Not all of us are so sheltered. There are millions of people who live along coastal regions and islands who might be a little more aware than simply going to the beach as their ocean experience, thousands of others serve in various navies, or work on oil rigs, merchant shipping, etc. Not everyone is unknowing of what being at sea is really like, in addition to the many movies and documentaries about sealife and the oceans itself - it doesn't take much reseach to learn this. I have never spent more than a few days on a ship at sea, nor have ever been in a submarine, yet I still have a very good idea of what to expect on a long sea voyage.
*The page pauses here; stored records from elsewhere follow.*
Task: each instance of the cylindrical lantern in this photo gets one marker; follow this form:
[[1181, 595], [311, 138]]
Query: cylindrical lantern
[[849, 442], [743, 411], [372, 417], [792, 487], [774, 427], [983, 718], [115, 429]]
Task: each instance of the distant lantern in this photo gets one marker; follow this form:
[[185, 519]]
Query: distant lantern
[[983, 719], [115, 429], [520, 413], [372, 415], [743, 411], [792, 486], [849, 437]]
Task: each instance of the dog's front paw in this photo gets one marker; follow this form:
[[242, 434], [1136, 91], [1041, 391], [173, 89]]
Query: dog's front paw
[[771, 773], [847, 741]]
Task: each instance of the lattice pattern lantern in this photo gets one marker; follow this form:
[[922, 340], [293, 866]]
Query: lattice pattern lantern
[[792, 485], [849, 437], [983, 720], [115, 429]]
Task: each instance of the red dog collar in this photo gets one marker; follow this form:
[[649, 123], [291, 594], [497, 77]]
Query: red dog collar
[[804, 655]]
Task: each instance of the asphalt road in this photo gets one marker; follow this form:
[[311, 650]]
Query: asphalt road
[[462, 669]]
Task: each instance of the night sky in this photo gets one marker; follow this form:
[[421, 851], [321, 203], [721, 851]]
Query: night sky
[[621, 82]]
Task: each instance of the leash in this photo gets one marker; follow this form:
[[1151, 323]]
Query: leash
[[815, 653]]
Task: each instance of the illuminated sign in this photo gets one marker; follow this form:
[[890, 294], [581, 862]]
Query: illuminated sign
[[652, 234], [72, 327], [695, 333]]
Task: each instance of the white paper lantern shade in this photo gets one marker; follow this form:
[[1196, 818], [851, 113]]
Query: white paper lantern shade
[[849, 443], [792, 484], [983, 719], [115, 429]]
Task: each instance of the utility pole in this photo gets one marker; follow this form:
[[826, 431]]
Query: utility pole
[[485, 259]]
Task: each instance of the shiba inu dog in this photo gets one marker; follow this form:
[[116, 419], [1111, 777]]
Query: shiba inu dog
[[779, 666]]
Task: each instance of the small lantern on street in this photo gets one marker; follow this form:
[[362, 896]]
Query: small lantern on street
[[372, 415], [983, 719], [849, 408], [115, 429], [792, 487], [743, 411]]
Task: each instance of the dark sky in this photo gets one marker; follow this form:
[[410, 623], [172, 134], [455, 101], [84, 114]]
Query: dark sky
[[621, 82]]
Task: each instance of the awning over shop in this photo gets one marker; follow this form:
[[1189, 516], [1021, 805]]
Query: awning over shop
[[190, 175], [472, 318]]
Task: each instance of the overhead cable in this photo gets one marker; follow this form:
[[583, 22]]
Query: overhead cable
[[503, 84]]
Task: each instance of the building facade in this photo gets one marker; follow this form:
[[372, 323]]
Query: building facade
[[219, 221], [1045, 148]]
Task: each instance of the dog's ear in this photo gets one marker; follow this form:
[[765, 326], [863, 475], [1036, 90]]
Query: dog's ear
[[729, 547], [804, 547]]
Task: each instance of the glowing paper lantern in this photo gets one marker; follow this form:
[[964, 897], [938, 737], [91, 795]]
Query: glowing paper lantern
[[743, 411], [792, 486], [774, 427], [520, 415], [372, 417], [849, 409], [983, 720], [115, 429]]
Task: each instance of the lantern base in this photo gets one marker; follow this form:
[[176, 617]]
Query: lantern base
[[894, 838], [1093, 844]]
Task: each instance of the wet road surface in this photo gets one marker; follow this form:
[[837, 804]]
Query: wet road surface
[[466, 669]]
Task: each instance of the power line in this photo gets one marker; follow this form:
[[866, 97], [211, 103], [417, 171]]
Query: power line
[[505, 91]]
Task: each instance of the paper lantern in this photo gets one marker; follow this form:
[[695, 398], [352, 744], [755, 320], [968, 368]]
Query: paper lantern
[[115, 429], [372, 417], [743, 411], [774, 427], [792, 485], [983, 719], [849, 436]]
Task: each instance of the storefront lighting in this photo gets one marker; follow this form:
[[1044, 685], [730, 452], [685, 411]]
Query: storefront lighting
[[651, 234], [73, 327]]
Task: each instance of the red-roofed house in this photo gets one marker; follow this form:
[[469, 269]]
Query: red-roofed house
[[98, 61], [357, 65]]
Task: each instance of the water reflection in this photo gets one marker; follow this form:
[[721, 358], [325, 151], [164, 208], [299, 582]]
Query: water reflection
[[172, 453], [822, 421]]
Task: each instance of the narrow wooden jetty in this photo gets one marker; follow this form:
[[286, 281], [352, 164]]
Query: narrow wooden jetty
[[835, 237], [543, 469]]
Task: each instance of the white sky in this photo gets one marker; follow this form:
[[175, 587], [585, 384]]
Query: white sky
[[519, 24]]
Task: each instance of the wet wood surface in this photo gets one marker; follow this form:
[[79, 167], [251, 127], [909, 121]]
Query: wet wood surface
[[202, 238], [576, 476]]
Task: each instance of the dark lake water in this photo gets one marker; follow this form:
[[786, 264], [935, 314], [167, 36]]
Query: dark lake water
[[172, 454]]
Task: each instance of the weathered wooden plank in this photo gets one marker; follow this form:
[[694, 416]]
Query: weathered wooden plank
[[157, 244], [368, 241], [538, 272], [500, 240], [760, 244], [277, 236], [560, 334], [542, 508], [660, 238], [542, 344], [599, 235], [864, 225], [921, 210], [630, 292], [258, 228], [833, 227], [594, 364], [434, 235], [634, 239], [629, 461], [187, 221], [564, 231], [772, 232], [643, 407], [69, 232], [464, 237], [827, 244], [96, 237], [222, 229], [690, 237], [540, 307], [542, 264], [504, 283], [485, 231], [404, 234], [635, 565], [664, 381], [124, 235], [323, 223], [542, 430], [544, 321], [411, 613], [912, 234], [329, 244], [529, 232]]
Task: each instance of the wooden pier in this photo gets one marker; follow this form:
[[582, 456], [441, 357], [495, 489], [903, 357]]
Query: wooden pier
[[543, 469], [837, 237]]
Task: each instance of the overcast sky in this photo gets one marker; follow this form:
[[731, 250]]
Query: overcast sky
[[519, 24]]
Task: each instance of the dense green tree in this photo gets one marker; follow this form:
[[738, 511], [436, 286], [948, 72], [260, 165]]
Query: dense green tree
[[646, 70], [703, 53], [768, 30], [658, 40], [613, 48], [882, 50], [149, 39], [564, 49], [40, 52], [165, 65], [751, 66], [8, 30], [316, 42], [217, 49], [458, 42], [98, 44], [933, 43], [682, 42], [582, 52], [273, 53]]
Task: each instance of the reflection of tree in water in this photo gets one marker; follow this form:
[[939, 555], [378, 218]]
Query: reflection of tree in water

If the long periods of travel across featureless and encounterless ocean is hand-waved, and the only day's spent actually roleplaying is in the hour or moments prior to an encounter of some kind, then adventuring at sea feels no different than any other adventure. If the point of a given ocean campaign is "hexploration" of an unknown sea, then there might be more extensive periods of inactivity - slowing adventuring down a bit, that's one thing, but most adventures at sea involves leaving one port, moving a week at sea to some destination. If there are two planned encounters during that 1 week at sea, and no random monsters, then the only time spent actively doing something in play, only occurs in the time frame of the actual encounters. Playing that way, I doubt players will experience the boredom, you state. Few tables I know of roleplay ever minute nor every hour of a week long journey with no encounters.
 

Not all of us are so sheltered. There are millions of people who live along coastal regions and islands who might be a little more aware than simply going to the beach as their ocean experience, thousands of others serve in various navies, or work on oil rigs, merchant shipping, etc. Not everyone is unknowing of what being at sea is really like, in addition to the many movies and documentaries about sealife and the oceans itself - it doesn't take much reseach to learn this. I have never spent more than a few days on a ship at sea, nor have ever been in a submarine, yet I still have a very good idea of what to expect on a long sea voyage.

My post was not a critique or comment on how you or any other person must run their games, it was a word of warning for Chimeric to not fall into the pitfall the handful of games I had been in seemed to find of their own accord.

I know that there are worlds of people who spend time working and living on and in the water, and that many of those people play and/or run underwater campaigns. I wasn't trying to insult anyone by pointing out that the games I had been in were off the mark. At the time I had watched a decade or two of PBS nature documentaries and had maybe a SCUBA lesson or two under my belt; my DMs obviously hadn't. It wasn't that there were long boring explorations of emptiness, and it wasn't that they weren't descriptive; they pictured the world that we were playing in as a flat, featureless, wet and blue wasteland. It's the same as how DMs who have never really spent any time in a cave tend to describe them more as rock walled hallways with dirt floors.

Even if a person doesn't have the real life experiences, it's far easier to get a hold of exciting art work, and harder to ignore the smorgasbord of underwater CGI extravaganzas that exist now; but what I had been trying to do was urge him to do that research, not tell him that he was doomed for failure.
 

I was taking it as insult, rather, I felt your assumption that people only understand "under the sea" concepts based on swimming pools and beaches, was baseless. I don't know anyone who that assumption applies - I've never met people like that. I'm sure there are (many) individuals that might qualify as being true, but your post seemed to indicate that this was common problem. Frankly I've never met one person who plays RPG games so sheltered or ignorant in their thinking. In my experience those who play RPG games tend to be the more enlightened and educated than the average person. I didn't feel insulted, I only feel that to a greater extent, that you are wrong.